Maciej Lasek w rozmowie z Radomirem Witem, reporterem TVN24, zapewnił, że "nie ma decyzji, że kasujemy projekt" Centralnego Portu Komunikacyjnego. - Projekt jest kontynuowany, on jest oczywiście optymalizowany, zgodnie z zaleceniami audytu - wyjaśnił wiceminister funduszy i polityki regionalnej.
Maciej Lasek o Centralnym Porcie Komunikacyjnym
Jak przekazał, audyty wewnętrzne i jeden zewnętrzny wpłynęły w marcu do Biura Pełnomocnika Rządu ds. CPK. Audyty "zostały poddane analizie i wiemy, że dzisiaj jednym z ważnych elementów tego projektu jest choćby przygotowanie rozwiązania pomostowego do czasu wybudowania lotniska centralnego, w realnym czasie, w realnym harmonogramie" - podkreślił Lasek.

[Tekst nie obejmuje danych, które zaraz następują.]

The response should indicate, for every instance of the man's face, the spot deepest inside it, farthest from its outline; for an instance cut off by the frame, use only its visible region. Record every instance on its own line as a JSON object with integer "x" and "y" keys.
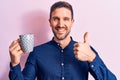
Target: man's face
{"x": 61, "y": 22}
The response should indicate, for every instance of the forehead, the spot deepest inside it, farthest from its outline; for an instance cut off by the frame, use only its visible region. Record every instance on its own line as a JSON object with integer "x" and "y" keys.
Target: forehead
{"x": 61, "y": 12}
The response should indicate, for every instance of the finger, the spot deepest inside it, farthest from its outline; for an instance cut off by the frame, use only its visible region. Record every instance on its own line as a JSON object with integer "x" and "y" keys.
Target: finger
{"x": 86, "y": 37}
{"x": 14, "y": 42}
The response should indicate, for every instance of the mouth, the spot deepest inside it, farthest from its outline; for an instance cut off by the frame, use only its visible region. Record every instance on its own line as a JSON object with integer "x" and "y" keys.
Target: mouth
{"x": 60, "y": 29}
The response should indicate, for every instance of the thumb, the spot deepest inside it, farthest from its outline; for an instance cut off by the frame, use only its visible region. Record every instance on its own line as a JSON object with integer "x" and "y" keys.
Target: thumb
{"x": 86, "y": 37}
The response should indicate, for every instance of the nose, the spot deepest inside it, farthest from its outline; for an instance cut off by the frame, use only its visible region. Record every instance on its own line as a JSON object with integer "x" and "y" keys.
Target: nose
{"x": 61, "y": 23}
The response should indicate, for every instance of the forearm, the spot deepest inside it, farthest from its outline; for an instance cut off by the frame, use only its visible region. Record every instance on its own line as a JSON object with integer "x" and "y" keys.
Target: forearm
{"x": 15, "y": 73}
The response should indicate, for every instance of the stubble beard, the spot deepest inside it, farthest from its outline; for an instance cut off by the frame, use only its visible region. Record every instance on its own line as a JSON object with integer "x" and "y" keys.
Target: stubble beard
{"x": 61, "y": 38}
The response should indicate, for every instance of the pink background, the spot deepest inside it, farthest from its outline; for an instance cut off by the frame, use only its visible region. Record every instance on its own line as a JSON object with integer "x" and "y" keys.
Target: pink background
{"x": 101, "y": 18}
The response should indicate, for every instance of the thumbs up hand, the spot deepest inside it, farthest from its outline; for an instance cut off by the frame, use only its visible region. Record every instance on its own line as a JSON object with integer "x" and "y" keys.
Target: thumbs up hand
{"x": 83, "y": 51}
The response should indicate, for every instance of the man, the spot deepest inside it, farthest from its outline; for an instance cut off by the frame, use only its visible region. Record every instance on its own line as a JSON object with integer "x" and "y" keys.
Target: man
{"x": 62, "y": 58}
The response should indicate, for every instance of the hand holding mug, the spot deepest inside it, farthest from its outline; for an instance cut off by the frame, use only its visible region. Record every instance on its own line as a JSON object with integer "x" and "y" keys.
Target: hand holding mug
{"x": 83, "y": 51}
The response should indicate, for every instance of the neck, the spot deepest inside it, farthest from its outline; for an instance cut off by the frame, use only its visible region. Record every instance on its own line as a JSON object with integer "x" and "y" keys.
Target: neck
{"x": 63, "y": 43}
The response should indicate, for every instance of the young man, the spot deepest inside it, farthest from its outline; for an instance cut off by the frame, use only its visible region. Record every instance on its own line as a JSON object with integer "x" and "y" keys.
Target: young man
{"x": 62, "y": 58}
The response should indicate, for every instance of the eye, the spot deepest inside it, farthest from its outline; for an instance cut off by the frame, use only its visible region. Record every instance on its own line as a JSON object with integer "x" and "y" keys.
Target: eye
{"x": 66, "y": 19}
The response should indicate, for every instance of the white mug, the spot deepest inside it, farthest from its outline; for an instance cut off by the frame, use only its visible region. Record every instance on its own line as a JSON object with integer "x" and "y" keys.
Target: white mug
{"x": 27, "y": 42}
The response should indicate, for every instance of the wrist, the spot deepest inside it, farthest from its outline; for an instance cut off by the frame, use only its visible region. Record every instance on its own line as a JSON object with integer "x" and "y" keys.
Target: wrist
{"x": 91, "y": 57}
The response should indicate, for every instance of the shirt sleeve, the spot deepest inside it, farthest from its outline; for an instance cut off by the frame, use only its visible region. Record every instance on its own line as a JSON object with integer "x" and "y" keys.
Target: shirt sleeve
{"x": 28, "y": 73}
{"x": 99, "y": 70}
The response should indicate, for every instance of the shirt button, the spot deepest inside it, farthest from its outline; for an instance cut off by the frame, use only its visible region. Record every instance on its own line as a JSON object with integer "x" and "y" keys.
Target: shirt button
{"x": 61, "y": 50}
{"x": 63, "y": 78}
{"x": 92, "y": 66}
{"x": 62, "y": 64}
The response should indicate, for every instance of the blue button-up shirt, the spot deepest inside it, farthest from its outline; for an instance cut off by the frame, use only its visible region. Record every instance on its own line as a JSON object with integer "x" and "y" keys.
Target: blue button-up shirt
{"x": 50, "y": 62}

Rozwiązaniem pomostowym jest rozbudowa Lotniska Chopina w Warszawie. Przedstawiciele Polskich Portów Lotniczych w ostatnich dniach ogłosili przebudowę terminala i płyt postojowych na stołecznym lotnisku. Inwestycja szacowana na 2,4 mld zł ma sprawić, że w połowie 2029 roku warszawski port będzie mógł obsłużyć 30 milionów pasażerów rocznie.
- Nad tym teraz pracujemy, czyli rozwiązanie pomostowe, które jest niezbędne. Nie możemy go zaniedbać - zaznaczył Maciej Lasek. W jego ocenie w przeciwnym wypadku może dojść do sytuacji, w której Polskie Linie Lotnicze LOT "nie będą miały gdzie się rozwinąć, żeby mogły przejść ze swoją flotą samolotów i swoją siatką na nowe lotnisko centralne".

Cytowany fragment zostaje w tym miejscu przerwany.